На Святой вторник незадолго до вечерни прибыл герольд из Страсбурга. Он доставил пакет – перевязанный лентами, с гербом епископа, оттиснутым на ярко-красном сургуче. Глашатай отыскал Дитриха в церкви, тот готовился к завтрашней литургии преждеосвященных даров, единственному дню, когда не проводилась Консекрация. Предупрежденные по передающему известия устройству, Ганс и прочие крещеные крэнки, помогавшие укрывать кресты и статуи черной тканью, заблаговременно запрыгнули на стропила и попрятались в царящей под крышей темноте.
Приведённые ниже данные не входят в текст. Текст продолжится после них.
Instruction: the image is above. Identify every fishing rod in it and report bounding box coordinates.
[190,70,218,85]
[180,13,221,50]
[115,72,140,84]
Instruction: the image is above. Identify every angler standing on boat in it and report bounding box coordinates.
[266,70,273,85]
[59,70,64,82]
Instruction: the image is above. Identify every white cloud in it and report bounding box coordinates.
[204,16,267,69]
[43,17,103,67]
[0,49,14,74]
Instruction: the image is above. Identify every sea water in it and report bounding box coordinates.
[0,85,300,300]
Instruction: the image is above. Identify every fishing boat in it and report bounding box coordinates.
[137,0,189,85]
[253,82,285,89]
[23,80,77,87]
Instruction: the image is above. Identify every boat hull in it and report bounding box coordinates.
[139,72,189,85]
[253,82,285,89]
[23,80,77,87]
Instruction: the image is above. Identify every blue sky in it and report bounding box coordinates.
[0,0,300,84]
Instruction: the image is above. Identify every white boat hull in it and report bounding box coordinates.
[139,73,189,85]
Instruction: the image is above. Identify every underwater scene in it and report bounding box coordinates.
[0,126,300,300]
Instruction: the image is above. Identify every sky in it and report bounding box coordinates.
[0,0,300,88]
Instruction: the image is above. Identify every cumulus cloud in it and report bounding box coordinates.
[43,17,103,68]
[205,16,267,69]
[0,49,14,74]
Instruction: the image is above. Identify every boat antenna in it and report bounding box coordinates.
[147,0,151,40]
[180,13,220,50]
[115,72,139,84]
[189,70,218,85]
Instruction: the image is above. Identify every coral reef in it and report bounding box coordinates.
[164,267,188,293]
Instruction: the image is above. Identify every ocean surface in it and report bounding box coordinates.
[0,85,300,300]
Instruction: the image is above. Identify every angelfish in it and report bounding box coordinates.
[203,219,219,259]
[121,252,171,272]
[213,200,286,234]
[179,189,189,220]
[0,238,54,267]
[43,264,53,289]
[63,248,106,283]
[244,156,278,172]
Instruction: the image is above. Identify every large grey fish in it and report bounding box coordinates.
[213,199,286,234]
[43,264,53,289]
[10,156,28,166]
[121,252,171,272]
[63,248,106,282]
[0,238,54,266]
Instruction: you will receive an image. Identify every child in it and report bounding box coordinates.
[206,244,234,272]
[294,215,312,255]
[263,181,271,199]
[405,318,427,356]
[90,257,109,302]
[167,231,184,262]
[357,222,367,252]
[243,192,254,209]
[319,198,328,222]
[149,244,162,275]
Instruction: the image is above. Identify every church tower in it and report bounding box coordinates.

Дитрих исследовал печати и не увидел следов излома. Взвесил пакет на ладони, как будто вес свертка мог рассказать о его содержимом. То, что августейшему Бертольду II было известно его имя, напугало пастора без меры.

– Известно ли тебе, о чем оно? – спросил священник герольда.

Тот сказался несведущим, хотя и бросал по сторонам настороженные взгляды. Иоахим, также помогавший по убранству церкви, прокомментировал:

– Я думаю, слухи достигли ушей епископа. Того человека отправили передать послание, а также велели смотреть в оба.

Крэнки спустились вниз и вернулись к своему занятию. Готфрид, спрыгнувший последним, спросил:

– Так, может, пусть что-нибудь увидит? – и удалился, посмеиваясь.

Дитрих сломал печать и развернул конверт.

– Что там? – осведомился монах.

Внутри оказалось обвинение епископального суда в том, что он крестил демонов. Если послание и стало неожиданностью, то исключительно потому, что с ним тянули так долго.

Пастору внезапно пришло в голову, что именно в этот вечер, почти в этот самый час Сына Человеческого предал один из его близких. Придут ли так же за ним наутро?

Он прочитал документ вторично. Ему даровали месяц отсрочки, чтобы ответить на обвинение.

* * *

– Месяц отсрочки, – повторил Манфред, когда Дитрих явился в скрипторий с новостями.

– Согласно закону, – ответил Дитрих. – И я должен представить список своих врагов, чтобы ведущий расследование магистрат мог решить, не выдвинуты ли обвинения по злому умыслу. Для суда нужны, по меньшей мере, два свидетеля. Булла не упоминает их имен, и это очень необычно.

Манфред, сидя в кресле у стола, покрутил пальцами под подбородком:

– Итак. Насколько же велик список твоих врагов?

– Мой господин, до сих пор я не верил, что они вообще есть.

Манфред кивнул на предъявленное обвинение:

– По меньшей мере два. Клянусь колесом святой Екатерины, ты слишком наивен для священника! Я сам могу назвать дюжину здесь, в деревне.

Дитрих невольно подумал о тех, кто возражает против крещения Ганса, кто боится крэнков выше всякой меры. Наказания за лжесвидетельство были очень суровы. Отец, назло обвинивший сына в ереси за непослушание, остаток своих дней провел в колодках. Дитрих подошел к узкому окошку и вдохнул вечерний воздух. Внизу в окнах домов мерцал свет огней. Под слабо светящимся от звезд небом шумел Черный лес.

Как он мог назвать ее и обречь на подобную участь?